Rick's Blog

Malcolm Thomas: Question of Respect


Yesterday the Escambia County Public School District redrafted and redrafted an amendment to its contract with the A.A. Dixon Charter School of Excellence. At no time did the district consult with charter school officials or its attorneys. There were no negotiations between the parties. The superintendent made his decision about what he would offer and then the board passed it 5-0—-with no input from the school.

In good faith negotiations, the attorneys from both parties meet and work out the language before it goes to a board. Thomas wouldn’t treat a white company or church this way. Had Thomas been sincere about helping Dixon, the discussion of this amendment would have begun weeks ago when the test scores showed how much the Dixon students had improved. The amendment only happened because Rev. Lutimothy May had asked for an extension last week.

What Thomas got was a favorable headline from the daily newspaper. Dixon got a hallow victory.

Frederick Douglass in his biography reflected on what he had heard his slave master, Mr. Auld, tell his wife after catching her teaching Douglass how to read: “If you teach that nigger how to read, there will be no keeping him,” Auld said. “It will forever unfit him to be a slave.
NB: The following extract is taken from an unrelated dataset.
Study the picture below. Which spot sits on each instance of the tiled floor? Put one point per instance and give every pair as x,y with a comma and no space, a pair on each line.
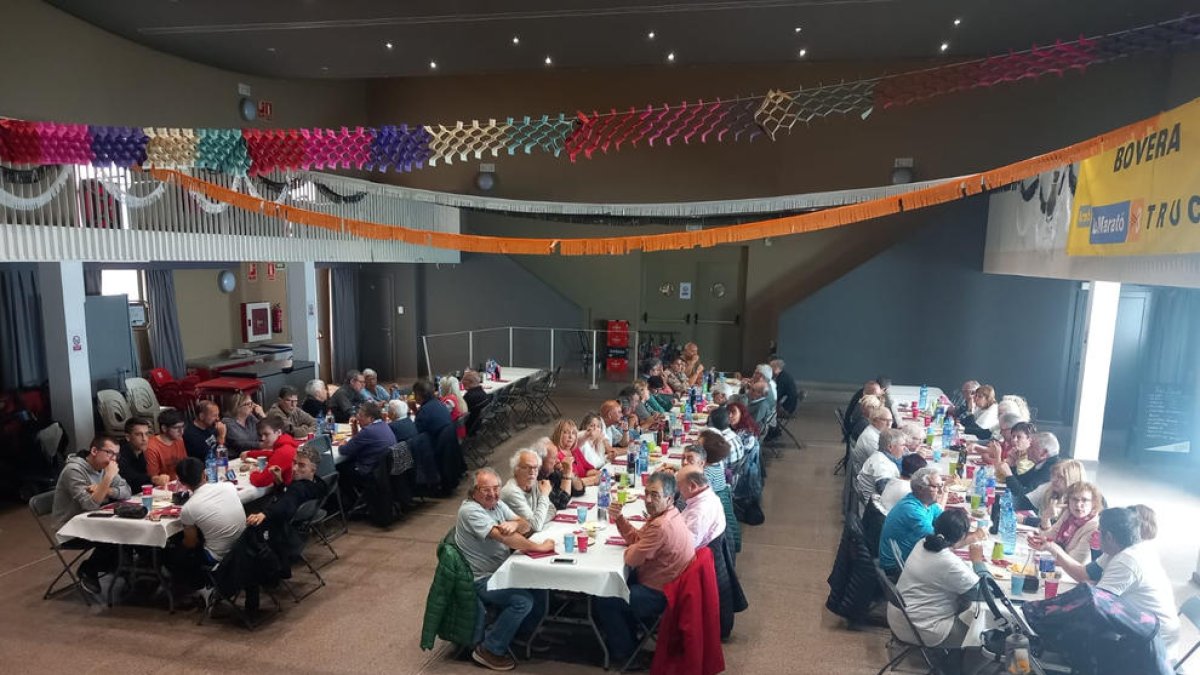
369,617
He would at once become unmanageable, and of no value to his master.”

Thomas is practicing plantation politics. In his world, Rev. May and other black leaders must be managed, not treated with the respect of equals.

Dixon had its students make tremendous gains last year–despite all the hurdles the district threw at them. That frightens the superintendent. That little school with meager resources outperformed his prized schools when it came to such gains. How could a black principal and a group of black teachers accomplish this? This really shakes Thomas’ view of education.

Instead of finding ways to punish Rev. May, with whom Thomas is still upset about Brownsville Middle, and belittle A.A. Dixon teachers and student, Malcolm Thomas should be figuring out ways to help them have even bigger gains next school year.

Sadly, Master Thomas won’t let that happen–all the while pretending for the media that he cares. Meanwhile the black ministers, NAACP, Southern Christian Leadership Conference and the Southern Poverty Law Center are watching. I have been told that the Levin Papantonio law firm has requested video and audio tapes of yesterday’s meeting.

The superintendent may be surprised that not all whites accept his view of the African-American community.